Baik Anda yang berkecimpung di pasar saham, trading Forex harian, atau baru mengenal mata uang kripto, Anda akan mendengar banyak istilah trading yang mungkin terdengar asing. FOMO, ROI, ATH, HODL, apa maksudnya semua ini? Perdagangan dan investasi memiliki bahasanya masing-masing, dan mempelajari semua istilah baru ini mungkin terasa sulit. Namun, mereka bisa sangat berguna jika Anda ingin mengikuti perkembangan pasar keuangan.

Pada artikel ini, kami telah mengumpulkan beberapa istilah perdagangan terpenting yang harus Anda ketahui jika Anda memperdagangkan mata uang kripto.

1. Ketakutan, Ketidakpastian, dan Keraguan (FUD)

Fear, Uncertainty, and Doubt (FUD)

Meskipun bukan hanya istilah perdagangan, FUD sering digunakan dalam konteks pasar keuangan. FUD adalah strategi yang bertujuan untuk mendiskreditkan perusahaan, produk, atau proyek tertentu dengan menyebarkan informasi yang salah tentangnya. Tujuannya adalah untuk menanamkan rasa takut dan mendapatkan keuntungan. Hal ini dapat berupa keuntungan kompetitif atau taktis, atau mengambil keuntungan dari penurunan harga saham yang disebabkan oleh berita yang berpotensi merugikan.

Seperti yang Anda harapkan, FUD cukup umum di dunia cryptocurrency. Dalam banyak kasus, investor mungkin memasukkan posisi short pada suatu aset kemudian merilis berita yang berpotensi merugikan atau menyesatkan ketika posisi tersebut telah ditetapkan. Dengan cara ini, keuntungan besar dapat diperoleh melalui penjualan pendek atau pembelian opsi jual. Mereka juga mungkin memposisikan diri mereka dengan transaksi over-the-counter (OTC) sebelumnya.

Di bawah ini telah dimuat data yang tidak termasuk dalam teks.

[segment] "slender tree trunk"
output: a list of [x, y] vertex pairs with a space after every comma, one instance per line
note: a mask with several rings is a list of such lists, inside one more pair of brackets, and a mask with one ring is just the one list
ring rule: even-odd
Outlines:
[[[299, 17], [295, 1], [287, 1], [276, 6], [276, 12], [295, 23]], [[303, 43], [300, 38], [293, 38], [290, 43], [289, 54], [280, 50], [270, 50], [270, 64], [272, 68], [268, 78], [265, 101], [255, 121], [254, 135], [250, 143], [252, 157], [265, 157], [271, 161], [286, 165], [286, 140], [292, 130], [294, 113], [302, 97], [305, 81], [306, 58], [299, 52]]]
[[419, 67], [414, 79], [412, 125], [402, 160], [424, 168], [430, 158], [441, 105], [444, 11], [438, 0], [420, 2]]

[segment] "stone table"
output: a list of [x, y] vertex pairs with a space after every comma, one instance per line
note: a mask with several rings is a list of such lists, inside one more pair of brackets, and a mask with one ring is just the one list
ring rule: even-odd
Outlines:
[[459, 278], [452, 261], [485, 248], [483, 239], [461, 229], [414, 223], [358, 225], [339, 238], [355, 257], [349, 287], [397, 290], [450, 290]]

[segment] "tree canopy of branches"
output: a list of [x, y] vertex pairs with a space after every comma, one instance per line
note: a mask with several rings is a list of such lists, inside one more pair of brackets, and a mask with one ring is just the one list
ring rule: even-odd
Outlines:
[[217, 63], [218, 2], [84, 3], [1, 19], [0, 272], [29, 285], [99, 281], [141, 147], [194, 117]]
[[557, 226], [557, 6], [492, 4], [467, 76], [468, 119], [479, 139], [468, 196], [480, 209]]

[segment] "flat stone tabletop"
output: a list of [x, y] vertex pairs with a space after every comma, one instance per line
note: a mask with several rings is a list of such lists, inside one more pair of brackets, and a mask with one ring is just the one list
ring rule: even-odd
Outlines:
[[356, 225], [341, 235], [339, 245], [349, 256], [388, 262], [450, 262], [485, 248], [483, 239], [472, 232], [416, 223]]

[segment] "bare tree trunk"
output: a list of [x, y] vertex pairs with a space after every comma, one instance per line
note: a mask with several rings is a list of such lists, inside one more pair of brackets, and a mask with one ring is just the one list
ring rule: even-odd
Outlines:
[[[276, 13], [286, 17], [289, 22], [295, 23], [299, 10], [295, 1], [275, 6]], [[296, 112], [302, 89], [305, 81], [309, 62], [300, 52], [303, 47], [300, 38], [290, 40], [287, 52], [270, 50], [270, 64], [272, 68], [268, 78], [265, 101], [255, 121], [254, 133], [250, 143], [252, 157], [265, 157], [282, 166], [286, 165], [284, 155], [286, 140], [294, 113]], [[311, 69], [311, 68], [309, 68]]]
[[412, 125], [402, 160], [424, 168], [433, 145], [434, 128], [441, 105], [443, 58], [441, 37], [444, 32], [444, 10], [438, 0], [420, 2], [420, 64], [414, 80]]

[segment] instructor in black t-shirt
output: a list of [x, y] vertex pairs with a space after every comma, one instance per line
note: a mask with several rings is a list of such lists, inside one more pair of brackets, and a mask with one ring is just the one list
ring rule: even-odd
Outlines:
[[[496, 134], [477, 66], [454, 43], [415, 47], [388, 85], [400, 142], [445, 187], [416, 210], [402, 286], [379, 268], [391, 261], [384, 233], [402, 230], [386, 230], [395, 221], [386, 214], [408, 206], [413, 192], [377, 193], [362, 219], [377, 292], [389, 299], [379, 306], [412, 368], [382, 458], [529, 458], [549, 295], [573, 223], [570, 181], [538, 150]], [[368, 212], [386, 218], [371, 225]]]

Dalam banyak kasus, informasi tersebut ternyata salah, atau paling tidak menyesatkan. Namun, dalam beberapa kasus, hal itu ternyata benar. Itu selalu baik untuk mencoba mempertimbangkan semua sisi argumen. Akan sangat membantu jika kita memikirkan tentang insentif apa yang dapat diperoleh masyarakat dengan menyampaikan pendapat tertentu secara terbuka.

2. Takut Ketinggalan (FOMO)

FOMO adalah emosi yang dirasakan investor ketika berbondong-bondong membeli suatu aset karena takut kehilangan peluang keuntungan. Karena ada banyak emosi yang terlibat, FOMO yang dilakukan oleh banyak orang dapat menyebabkan pergerakan harga parabola. Investor yang melakukan “FOMO-ing” dari satu aset ke aset lainnya dalam permainan kursi musik sering kali dapat menandakan tahap akhir dari pasar bullish.

Jika Anda membaca artikel kesalahan Analisis Teknis (TA) kami, Anda tahu bahwa kondisi pasar yang ekstrem dapat mengubah aturan pasar yang biasa. Ketika emosi merajalela, banyak investor mungkin mengambil posisi keluar dari FOMO. Hal ini dapat menyebabkan pergerakan yang lebih luas di kedua arah dan mungkin menjebak banyak pedagang yang mencoba melakukan counter-trading pada kerumunan.

FOMO juga biasa digunakan saat mendesain aplikasi media sosial. Pernahkah Anda bertanya-tanya mengapa biasanya lebih sulit melihat postingan di timeline media sosial dalam urutan kronologis? Hal ini juga terkait dengan FOMO. Jika pengguna dapat memeriksa semua postingan sejak login terakhir mereka, mereka akan merasa bahwa mereka telah melihat semua postingan terbaru.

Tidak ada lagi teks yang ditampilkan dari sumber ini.